The Kitchen That Looks Like The Cook - Functional and Fun
Designers now divide the kitchen into working zones to cater to these different cooks and their helpers. Each zone has its own traffic flow pattern and a full complement of appliances.
The kitchen island is a zone often designed with the main sink, dishwasher, cooktop and refrigerator. But the traditional wall refrigerator no longer has to dominate such space. Sub-Zero's 700 series, for example, has two refrigerated drawers with 5.2 cubic feet of space that fit under the countertop and integrate with the cabinetry. These drawers generally store vegetables and fruit. The series also has an 80-inch-high "tall unit" with a choice of components. "This is ideal for designers who want to completely hide the refrigerator and make the cooktop the focus," said Paul Leuthe, corporate marketing manager at Sub-Zero.

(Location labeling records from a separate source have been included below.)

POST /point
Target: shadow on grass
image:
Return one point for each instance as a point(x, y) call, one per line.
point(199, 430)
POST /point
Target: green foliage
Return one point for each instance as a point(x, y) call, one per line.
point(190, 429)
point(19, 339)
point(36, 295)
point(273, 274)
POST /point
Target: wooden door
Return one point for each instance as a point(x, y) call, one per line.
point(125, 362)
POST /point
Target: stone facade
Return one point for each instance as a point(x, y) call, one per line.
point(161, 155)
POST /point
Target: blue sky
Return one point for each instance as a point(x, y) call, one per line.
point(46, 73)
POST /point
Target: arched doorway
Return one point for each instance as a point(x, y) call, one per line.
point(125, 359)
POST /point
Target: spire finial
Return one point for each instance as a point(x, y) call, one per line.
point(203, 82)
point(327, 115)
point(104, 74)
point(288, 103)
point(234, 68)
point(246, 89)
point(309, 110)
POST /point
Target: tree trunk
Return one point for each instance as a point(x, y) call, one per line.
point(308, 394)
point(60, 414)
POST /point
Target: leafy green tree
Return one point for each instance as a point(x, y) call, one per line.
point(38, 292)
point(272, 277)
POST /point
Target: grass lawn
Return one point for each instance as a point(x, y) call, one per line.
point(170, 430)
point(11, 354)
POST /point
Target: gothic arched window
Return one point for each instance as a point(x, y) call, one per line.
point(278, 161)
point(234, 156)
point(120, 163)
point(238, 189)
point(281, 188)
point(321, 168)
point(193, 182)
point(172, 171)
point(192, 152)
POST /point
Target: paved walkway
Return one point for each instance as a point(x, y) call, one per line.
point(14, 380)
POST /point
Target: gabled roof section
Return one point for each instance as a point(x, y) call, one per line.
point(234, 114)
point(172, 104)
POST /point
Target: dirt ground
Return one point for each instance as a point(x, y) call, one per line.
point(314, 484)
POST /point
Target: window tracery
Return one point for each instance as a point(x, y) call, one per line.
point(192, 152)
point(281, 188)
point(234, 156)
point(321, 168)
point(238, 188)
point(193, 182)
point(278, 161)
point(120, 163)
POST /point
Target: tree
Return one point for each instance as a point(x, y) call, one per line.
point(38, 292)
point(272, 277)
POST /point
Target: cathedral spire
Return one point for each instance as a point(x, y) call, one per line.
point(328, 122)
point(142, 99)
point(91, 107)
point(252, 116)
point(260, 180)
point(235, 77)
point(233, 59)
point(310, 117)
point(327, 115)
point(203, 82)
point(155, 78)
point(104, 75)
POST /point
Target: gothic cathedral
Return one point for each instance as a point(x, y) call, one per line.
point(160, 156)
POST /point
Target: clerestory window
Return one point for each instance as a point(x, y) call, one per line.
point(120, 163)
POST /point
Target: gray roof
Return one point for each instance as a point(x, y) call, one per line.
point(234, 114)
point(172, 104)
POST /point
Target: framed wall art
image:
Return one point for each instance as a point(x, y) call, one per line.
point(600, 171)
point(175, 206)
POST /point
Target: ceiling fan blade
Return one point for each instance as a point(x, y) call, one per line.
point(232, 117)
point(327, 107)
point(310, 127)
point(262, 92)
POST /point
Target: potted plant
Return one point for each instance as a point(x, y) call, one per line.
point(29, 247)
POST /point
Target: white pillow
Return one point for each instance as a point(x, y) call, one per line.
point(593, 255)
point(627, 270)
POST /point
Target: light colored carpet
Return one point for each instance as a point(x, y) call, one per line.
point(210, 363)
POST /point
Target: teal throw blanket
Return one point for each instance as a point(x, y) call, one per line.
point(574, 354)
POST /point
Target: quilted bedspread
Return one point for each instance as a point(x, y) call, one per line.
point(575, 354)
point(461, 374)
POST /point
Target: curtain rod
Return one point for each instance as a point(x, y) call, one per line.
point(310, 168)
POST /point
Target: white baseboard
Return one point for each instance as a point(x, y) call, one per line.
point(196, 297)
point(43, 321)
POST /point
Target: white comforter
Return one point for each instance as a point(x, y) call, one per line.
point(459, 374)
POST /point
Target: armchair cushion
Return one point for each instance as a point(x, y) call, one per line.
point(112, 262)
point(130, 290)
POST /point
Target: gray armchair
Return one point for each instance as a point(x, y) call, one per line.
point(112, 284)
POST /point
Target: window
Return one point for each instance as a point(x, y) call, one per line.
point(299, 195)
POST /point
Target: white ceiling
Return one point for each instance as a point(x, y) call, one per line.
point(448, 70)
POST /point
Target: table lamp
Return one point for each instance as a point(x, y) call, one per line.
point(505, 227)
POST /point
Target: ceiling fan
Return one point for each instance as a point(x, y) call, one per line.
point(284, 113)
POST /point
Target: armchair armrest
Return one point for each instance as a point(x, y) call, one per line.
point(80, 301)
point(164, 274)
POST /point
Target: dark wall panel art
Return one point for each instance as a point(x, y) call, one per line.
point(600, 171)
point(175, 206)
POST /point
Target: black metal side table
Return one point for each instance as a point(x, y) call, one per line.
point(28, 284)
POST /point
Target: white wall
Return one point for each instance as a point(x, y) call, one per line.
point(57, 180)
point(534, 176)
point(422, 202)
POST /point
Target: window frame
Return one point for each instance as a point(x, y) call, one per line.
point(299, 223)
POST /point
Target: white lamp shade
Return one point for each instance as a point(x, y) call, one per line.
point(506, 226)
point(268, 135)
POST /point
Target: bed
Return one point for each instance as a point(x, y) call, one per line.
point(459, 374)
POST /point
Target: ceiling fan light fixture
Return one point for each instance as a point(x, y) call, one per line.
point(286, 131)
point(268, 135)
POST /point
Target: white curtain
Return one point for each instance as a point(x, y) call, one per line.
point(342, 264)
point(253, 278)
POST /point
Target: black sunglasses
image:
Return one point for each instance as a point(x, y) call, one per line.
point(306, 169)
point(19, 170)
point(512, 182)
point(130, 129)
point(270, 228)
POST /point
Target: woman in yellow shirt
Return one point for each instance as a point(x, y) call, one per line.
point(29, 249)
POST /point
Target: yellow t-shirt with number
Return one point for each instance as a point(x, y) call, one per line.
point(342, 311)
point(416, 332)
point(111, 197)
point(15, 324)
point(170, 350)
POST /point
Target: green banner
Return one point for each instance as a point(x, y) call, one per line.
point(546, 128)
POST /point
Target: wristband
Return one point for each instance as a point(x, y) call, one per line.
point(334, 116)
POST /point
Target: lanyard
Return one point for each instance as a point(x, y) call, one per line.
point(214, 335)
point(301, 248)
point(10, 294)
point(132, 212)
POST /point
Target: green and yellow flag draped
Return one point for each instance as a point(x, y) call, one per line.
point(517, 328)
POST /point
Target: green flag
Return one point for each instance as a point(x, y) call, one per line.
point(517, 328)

Integrated open-plan kitchens pose a design challenge, too: how to prevent the accumulation of grease and the spread of odors to the adjoining family or breakfast room from the new, powerful commercial ranges? Designers tend to place these ranges on the back wall with powerful range hoods and fan systems venting at 1,500 cubic feet per minute. Increas-ingly, kitchen designers will use a ventilation system powered by a remote motor placed outside the house for a quieter kitchen, according to kitchen designer Peterson.